A question on the partial sum of infinite doubly stochastic matrix Let $A=(a_{ij})$ be an infinite doubly stochastic matrix. Is the following statement true ?
$$
\lim_{n\to\infty}\frac{1}{n}\sum_{i=1}^n\sum_{j=1}^na_{ij} >0
$$
Any reference or comment on this is much appreciated.
 A: The answer is no. Indeed, let 
\begin{equation*}
 s_n:=\sum_{i=1}^n\sum_{j=1}^na_{ij},\quad b_n:=\frac{s_n}{n}=\frac{1}{n}\sum_{i=1}^n\sum_{j=1}^na_{ij}.  
\end{equation*}
Then $0\le s_n\le\sum_{i=1}^n\sum_{j=1}^\infty a_{ij}=n$, and hence we always have 
\begin{equation*}
 0\le\liminf_{n\to\infty}b_n\le\limsup_{n\to\infty}b_n\le1. 
\end{equation*}
After these preliminaries, let us give an example with 
\begin{equation*}
 \liminf_{n\to\infty}b_n=0,\quad \limsup_{n\to\infty}b_n=1. 
\end{equation*}
Let $A=\text{diag}\,(A_1,A_2,\dots)$ be a block-diagonal matrix, where for each natural $k$ the $k$th diagonal block $A_k$ is the $\ell_k\times\ell_k$ (permutation) matrix with $1$'s only on the secondary diagonal. So, letting $n_k:=\sum_{j=1}^k\ell_j$ (with $n_0=0$), we have $a_{ij}=1$ if for some natural $k$ one has $n_{k-1}+1\le i\le n_k$ and $i+j=n_{k-1}+1+n_k[=2n_{k-1}+1+\ell_k]$, and $a_{ij}=0$ otherwise. Then $A$ is doubly stochastic. 
Moreover, for each natural $k$, we have $b_{n_k}=1$ and hence indeed $\limsup_{n\to\infty}b_n=1$. On the other hand, assuming that the $\ell_k$'s are even, for $m_k:=n_{k-1}+\ell_k/2$ and $k\to\infty$ one has 
\begin{equation*}
 b_{m_k}=\frac{n_{k-1}}{m_k}\to0 
\end{equation*}
as $k\to\infty$ 
if e.g. $\ell_k\sim k^k$ and hence $n_k\sim k^k$ and $m_k\sim k^k/2$; so, indeed here $\liminf_{n\to\infty}b_n=0$. 
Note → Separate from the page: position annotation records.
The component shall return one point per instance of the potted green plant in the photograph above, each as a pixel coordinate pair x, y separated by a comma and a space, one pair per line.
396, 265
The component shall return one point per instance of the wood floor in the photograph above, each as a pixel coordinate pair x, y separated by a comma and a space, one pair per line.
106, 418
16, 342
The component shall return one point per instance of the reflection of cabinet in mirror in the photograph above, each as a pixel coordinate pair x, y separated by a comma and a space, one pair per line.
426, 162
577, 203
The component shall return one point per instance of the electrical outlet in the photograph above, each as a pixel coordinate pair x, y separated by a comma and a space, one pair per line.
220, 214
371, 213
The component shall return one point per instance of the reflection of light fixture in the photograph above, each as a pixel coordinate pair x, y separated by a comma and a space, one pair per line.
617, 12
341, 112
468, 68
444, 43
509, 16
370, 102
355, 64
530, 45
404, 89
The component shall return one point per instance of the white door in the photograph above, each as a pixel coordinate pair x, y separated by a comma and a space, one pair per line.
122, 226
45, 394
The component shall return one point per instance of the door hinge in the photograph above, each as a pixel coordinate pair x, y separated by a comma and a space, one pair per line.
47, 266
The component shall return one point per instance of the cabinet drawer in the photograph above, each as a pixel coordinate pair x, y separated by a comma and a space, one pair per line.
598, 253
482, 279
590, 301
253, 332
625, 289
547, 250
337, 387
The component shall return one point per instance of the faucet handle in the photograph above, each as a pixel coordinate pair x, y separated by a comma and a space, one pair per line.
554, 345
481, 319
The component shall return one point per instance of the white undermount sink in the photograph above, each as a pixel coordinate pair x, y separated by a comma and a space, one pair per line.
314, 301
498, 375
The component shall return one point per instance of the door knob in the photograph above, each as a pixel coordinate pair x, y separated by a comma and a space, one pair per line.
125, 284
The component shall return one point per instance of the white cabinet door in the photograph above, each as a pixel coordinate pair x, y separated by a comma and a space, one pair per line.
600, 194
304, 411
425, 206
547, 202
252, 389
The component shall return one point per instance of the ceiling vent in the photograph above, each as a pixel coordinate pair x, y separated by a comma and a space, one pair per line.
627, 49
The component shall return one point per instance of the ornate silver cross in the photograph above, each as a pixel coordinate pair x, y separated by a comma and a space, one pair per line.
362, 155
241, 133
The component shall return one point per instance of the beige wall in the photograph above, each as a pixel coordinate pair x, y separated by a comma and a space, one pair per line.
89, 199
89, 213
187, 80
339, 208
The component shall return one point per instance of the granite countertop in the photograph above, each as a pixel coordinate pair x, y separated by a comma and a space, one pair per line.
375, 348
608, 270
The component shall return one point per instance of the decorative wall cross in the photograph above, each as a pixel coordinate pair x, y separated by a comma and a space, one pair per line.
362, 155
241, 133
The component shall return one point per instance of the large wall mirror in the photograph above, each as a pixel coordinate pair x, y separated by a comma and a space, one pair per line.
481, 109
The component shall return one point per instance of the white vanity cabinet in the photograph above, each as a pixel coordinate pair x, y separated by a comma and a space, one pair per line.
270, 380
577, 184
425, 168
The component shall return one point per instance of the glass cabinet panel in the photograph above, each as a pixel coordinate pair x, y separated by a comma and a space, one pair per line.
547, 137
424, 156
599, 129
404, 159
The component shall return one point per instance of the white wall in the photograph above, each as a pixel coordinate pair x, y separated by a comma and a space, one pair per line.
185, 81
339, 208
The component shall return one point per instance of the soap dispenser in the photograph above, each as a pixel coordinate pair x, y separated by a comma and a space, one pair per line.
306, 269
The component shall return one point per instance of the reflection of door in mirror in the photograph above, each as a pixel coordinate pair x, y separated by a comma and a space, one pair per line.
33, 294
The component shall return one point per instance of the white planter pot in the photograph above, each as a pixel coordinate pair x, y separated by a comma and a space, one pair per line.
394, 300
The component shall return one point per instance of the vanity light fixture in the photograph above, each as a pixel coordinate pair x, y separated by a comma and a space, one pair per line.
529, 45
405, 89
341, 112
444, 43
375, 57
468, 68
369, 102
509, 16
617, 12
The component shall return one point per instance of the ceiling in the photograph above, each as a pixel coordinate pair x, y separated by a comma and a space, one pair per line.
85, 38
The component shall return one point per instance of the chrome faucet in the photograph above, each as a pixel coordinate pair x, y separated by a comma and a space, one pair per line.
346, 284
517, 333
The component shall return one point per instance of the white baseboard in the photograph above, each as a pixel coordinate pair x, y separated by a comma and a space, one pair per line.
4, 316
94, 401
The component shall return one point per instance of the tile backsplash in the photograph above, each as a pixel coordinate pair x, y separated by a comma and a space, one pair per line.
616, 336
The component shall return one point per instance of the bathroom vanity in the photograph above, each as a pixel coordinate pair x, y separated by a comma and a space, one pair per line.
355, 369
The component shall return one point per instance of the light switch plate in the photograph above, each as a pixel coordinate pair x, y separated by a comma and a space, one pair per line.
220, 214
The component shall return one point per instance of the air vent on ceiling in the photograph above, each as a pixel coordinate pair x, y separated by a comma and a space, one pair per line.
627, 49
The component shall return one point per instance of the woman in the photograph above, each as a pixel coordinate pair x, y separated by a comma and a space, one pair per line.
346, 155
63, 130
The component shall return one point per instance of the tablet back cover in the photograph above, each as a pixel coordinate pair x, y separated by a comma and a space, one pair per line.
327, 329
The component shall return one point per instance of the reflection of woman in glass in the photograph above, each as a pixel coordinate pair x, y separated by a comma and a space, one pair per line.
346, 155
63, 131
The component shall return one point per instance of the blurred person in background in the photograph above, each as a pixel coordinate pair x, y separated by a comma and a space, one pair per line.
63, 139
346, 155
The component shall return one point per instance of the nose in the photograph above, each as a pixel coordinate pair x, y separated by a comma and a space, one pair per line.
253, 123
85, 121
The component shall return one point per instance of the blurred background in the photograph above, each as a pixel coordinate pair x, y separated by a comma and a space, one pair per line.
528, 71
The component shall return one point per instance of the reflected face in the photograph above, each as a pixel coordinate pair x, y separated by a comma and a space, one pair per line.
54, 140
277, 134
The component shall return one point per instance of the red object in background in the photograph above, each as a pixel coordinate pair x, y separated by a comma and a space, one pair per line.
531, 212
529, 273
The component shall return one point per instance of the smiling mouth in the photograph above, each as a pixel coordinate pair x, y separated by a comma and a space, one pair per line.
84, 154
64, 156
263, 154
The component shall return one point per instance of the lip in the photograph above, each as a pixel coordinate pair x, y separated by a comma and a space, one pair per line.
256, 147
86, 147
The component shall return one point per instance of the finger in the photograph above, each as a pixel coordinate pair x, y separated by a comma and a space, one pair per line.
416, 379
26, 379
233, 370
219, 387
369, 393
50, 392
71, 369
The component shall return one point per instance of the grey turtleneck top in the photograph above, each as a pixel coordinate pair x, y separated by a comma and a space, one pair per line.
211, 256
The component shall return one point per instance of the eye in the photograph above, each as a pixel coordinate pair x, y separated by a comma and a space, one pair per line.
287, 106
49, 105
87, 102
Furthermore, since $0\le s_{n+1}-s_n\le2$, we always have the quasi-continuity condition $b_{n+1}-b_n\to0$ as $n\to\infty$. So, with a little extra effort, we can see that in the above example for each $c\in[0,1]$ there is an increasing sequence $(q_j)$ of natural numbers such that $b_{q_j}\to c$ as $j\to\infty$.